Some have said that the Islamic nations have been moving backwards for centuries while the west has made steady progress. Thus, they claim, Muslims are envious of western progress and hate us for it. But, in fact, what the Salafist really says is: “Progress? Look at your materialism, divorce rate, sex industry, drug culture, and your poor living on the streets. Look at how you are destroying the environment! Do you call that progress?” If that is progress, the Salafist want none of it.
Qutb’s Salafism was behind the assassination of Anwar Sadat because of his close ties to America. And in 1979, it was the Salafists who captured the US embassy in Iran and held 52 Americans hostage for 444 days. Americans could not understand. After all, with assistance from America, the Shah was modernizing Iran, putting refrigerators in every home, building movie theaters, bars and casinos. Of course, the Shah was a secular ruler and ignored the poor, but who didn’t? The rich had never been so pleased.

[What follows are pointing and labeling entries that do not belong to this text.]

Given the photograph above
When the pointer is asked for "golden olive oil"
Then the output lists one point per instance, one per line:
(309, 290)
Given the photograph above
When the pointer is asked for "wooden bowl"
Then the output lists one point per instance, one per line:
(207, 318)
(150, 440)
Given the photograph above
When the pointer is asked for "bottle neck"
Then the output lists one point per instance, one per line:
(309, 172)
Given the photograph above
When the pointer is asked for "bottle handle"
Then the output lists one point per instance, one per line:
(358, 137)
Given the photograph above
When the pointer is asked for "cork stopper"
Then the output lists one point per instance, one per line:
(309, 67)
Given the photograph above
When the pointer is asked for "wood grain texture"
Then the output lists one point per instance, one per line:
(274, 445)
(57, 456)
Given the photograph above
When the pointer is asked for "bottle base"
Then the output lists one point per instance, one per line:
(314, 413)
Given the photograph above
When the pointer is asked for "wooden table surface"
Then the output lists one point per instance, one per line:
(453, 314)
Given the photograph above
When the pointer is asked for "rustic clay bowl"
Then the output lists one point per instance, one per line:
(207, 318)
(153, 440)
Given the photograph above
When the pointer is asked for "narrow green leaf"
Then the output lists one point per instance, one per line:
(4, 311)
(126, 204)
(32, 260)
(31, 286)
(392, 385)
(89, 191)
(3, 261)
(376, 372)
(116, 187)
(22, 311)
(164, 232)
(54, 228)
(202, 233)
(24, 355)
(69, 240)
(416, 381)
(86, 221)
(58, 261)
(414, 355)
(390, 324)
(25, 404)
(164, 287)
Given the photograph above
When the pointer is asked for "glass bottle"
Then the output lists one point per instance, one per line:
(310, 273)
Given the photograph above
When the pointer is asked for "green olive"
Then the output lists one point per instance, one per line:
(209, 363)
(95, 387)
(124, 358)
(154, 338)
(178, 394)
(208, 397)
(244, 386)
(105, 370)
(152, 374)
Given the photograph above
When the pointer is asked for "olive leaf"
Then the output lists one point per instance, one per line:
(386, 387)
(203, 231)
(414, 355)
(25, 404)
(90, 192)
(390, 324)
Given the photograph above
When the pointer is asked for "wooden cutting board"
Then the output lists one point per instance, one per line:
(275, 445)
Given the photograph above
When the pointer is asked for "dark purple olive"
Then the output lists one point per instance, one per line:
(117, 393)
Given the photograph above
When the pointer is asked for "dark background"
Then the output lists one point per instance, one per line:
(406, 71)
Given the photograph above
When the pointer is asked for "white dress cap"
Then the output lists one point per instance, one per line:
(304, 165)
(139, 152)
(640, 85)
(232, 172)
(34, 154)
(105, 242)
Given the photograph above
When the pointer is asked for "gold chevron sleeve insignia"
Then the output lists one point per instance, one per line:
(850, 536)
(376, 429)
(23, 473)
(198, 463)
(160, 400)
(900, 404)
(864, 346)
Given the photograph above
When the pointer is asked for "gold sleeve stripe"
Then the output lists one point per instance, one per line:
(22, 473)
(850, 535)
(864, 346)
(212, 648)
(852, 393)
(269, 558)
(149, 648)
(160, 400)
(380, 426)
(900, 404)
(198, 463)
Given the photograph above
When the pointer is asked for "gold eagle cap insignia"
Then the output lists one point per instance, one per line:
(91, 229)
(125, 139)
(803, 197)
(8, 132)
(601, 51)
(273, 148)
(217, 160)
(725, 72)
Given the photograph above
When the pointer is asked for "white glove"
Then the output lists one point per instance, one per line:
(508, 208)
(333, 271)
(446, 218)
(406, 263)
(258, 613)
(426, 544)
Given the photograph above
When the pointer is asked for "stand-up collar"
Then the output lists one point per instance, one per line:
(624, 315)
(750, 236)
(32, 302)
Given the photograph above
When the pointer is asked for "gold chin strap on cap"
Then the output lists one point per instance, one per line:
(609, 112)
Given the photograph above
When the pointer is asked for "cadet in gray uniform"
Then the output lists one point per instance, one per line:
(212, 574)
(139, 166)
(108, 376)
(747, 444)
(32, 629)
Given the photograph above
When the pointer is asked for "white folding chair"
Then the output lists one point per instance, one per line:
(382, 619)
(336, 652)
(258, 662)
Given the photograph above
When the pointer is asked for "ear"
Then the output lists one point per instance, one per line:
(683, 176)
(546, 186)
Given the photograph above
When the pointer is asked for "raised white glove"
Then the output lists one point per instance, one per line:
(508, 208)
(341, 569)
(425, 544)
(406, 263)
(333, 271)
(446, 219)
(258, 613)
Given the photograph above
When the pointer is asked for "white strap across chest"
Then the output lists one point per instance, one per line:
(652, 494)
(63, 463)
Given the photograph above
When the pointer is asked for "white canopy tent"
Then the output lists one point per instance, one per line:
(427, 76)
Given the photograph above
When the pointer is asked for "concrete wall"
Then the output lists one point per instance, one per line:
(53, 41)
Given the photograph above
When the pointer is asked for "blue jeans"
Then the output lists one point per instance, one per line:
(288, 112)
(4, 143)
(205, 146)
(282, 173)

On the other hand, Salafism honored two passions: social justice and the spiritual life, both of which were being poisoned by modernization and materialism. They had no interest in western dress, sports and entertainment. Such things trivialized life and blurred the faithful’s commitment to meditate on the will of God. Angry at the Shah’s opulent lifestyle and secular government, in 1978 students in Iran demonstrated. The Shah responded by sending out his SAVAK troops and shooting to death seventy unarmed kids. Later that same year, the SAVAK killed 700 to 900 students. Yet, within the month, President Carter flew to Tehran to pledge America’s support to keep the Shah in power.[1]
It was the Salafist who gave birth to the Taliban in Afghanistan and to the al Qaeda of Osama bin Laden. It was the Salafist who crashed planes on 9/11 into the World Trade Center, the Pentagon and a field in Pennsylvania. High on the Salafist roster of concerns was the very secular Saddam Hussein for the Salafists hate the “unfaithful” Muslim even more than the shallow American. Salafism is a stateless philosophy. It pledges allegiance to no national regime or Islamic division: Sunni or Shiite. When the Salafist radicals attacked America and Mr. Bush retaliated by invading Iraq, the subsequent fall of Saddam Hussein was an answer to their prayers.
The Salafist are dangerous and we as a nation must guard against them. However, on September 11, 2001, less than one percent of all Muslims supported a Salafist agenda. Today, who knows how many? Recruitment to their radical view of Islam is mushrooming with no end in sight. There are more terrorists who hate us now than ever before.
However, my American Muslim friends are not among them. Not only is it unfair and cruel to label them as such, but also it is unwise. Force always fails to change religious belief. The only hope we have of making peace with the worldwide Muslim community is to reach out with all our understanding to the majority of Muslims who are moderate, peaceful citizens.
The twenty-first century has a choice: to make war or seek understanding.
So, I invite you to take off your shoes and follow me. I am glad that I reached out and met a few Muslims whom I now call friends. It seems like one small step toward a more peaceful new century and…besides all that, I really do like my Muslim friends.
Thomas Are
[1] See Karen Armstrong, The Battle for God, Chapter 9, and Peter Beinart, The Good Fight, Chapter 4.